Lorsqu’il s’est présenté à la séance d’information de la compagnie Hydroméga, le 6 juillet, le retraité a eu la stupeur d’apprendre que ces éoliennes, dont la pale culmine à 205 mètres, seraient les plus hautes jamais érigées au Québec.

Claude H Vallée, résident du rang Sainte-Marie, à Salaberry-de-Valleyfield
Photo : Radio-Canada / Thomas Gerbet
M. Vallée a aussi appris qu’Hydroméga discutait avec la Ville de Salaberry-de-Valleyfield depuis le mois d’avril et qu’elle avait déjà conclu des ententes de principe avec des agriculteurs pour accueillir les éoliennes dans leurs champs. Le projet doit être soumis à l’appel d’offres d’Hydro-Québec avant le 12 septembre.
On a l’impression d’être prévenus trop tard.
Une citation de Claude H Vallée, résident de Salaberry-de-Valleyfield
Le maire de Salaberry-de-Valleyfield, Miguel Lemieux, reconnaît que les citoyens et les élus doivent faire un apprentissage accéléré, alors que la municipalité n’a jamais accueilli une seule éolienne sur son territoire. Lui-même avait encore beaucoup de questions sans réponses au sujet du projet au début de la semaine dernière.
C’est sûr que, dans un monde idéal, on aurait pris beaucoup plus de temps pour s’informer, mais surtout pour informer par la suite les citoyens, assure le maire. Il raconte qu’au moment où la compagnie a rencontré les citoyens, le projet n’était pas encore complètement ficelé.

Miguel Lemieux, maire de Salaberry-de-Valleyfield
Photo : Radio-Canada / Thomas Gerbet
Les délais de dépôt des soumissions sont très, très, très serrés. […] Ça nous donne peu de temps pour rétroagir par rapport aux questions et aux inquiétudes qui nous ont été soumises par les citoyens.
Une citation de Miguel Lemieux, maire de Salaberry-de-Valleyfield
La compagnie Hydroméga partage son sentiment de précipitation. On a cette urgence-là d’aller vite, admet le vice-président du développement et des investissements, Cédric Lascombe. On en a conscience, qu’on bouscule […] et que ça peut être désagréable pour les gens qui sont sur le terrain.
M. Lascombe qualifie même le processus de « sprint » depuis l’annonce de l’appel d’offres, le 31 mars.
Il faut savoir qu’historiquement, ce sont les délais les plus courts qu’on ait jamais eus au Québec pour répondre à un appel d’offres.

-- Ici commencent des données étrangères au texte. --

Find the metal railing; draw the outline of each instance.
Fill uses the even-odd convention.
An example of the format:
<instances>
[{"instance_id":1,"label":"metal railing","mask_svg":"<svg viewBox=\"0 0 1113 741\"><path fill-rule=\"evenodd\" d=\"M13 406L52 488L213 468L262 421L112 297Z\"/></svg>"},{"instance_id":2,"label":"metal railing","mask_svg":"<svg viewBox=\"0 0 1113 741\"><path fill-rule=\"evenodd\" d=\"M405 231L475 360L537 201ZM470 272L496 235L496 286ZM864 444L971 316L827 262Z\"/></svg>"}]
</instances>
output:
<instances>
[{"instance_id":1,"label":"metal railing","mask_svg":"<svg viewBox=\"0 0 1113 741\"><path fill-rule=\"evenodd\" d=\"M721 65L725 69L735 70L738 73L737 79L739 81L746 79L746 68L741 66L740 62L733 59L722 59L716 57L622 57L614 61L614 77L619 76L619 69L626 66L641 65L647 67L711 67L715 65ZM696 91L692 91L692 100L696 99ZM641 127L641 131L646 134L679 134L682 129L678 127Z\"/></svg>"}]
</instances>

Les 10 zones choisies par Hydro-Québec pour l’appel d’offres du 12 septembre. Les projets retenus devront être mis en service en 2027, 2028 et 2029.
Photo : Hydro-Québec
En moins de six mois, le promoteur doit, entre autres, réaliser des mesures de vents, planifier le site d’installation des éoliennes et leur connexion, mais aussi étudier les impacts environnementaux ou encore analyser la réglementation locale.
Il doit également démontrer qu’il a informé les citoyens, répondu à leurs questions et même obtenu, par résolution des élus, l’appui officiel des communautés concernées (villes, MRC, Premières Nations), voire leur participation au projet comme actionnaires.
Je vous avoue que, si on avait deux mois de plus, on aurait le temps de faire de l’acceptabilité sociale, de bien mieux présenter le projet, avec plus de détails, plus de précisions. Je pense que ça rassurerait tout le monde.
Une citation de Cédric Lascombe, vice-président d’Hydroméga

Cédric Lascombe, vice-président du développement et des investissements chez Hydroméga
Photo : Radio-Canada / Thomas Gerbet
Course contre la montre
Le gouvernement Legault a réalisé, l’an dernier, que le Québec risquait de manquer de puissance électrique d’ici quelques années. Hydro-Québec anticipe la fin des surplus dès 2027. Depuis, une course contre la montre s’est enclenchée.
Il va falloir commencer à envisager des projets éoliens massifs, prévenait le ministre de l’Économie, de l’Innovation et de l’Énergie du Québec, Pierre Fitzgibbon, le 2 décembre.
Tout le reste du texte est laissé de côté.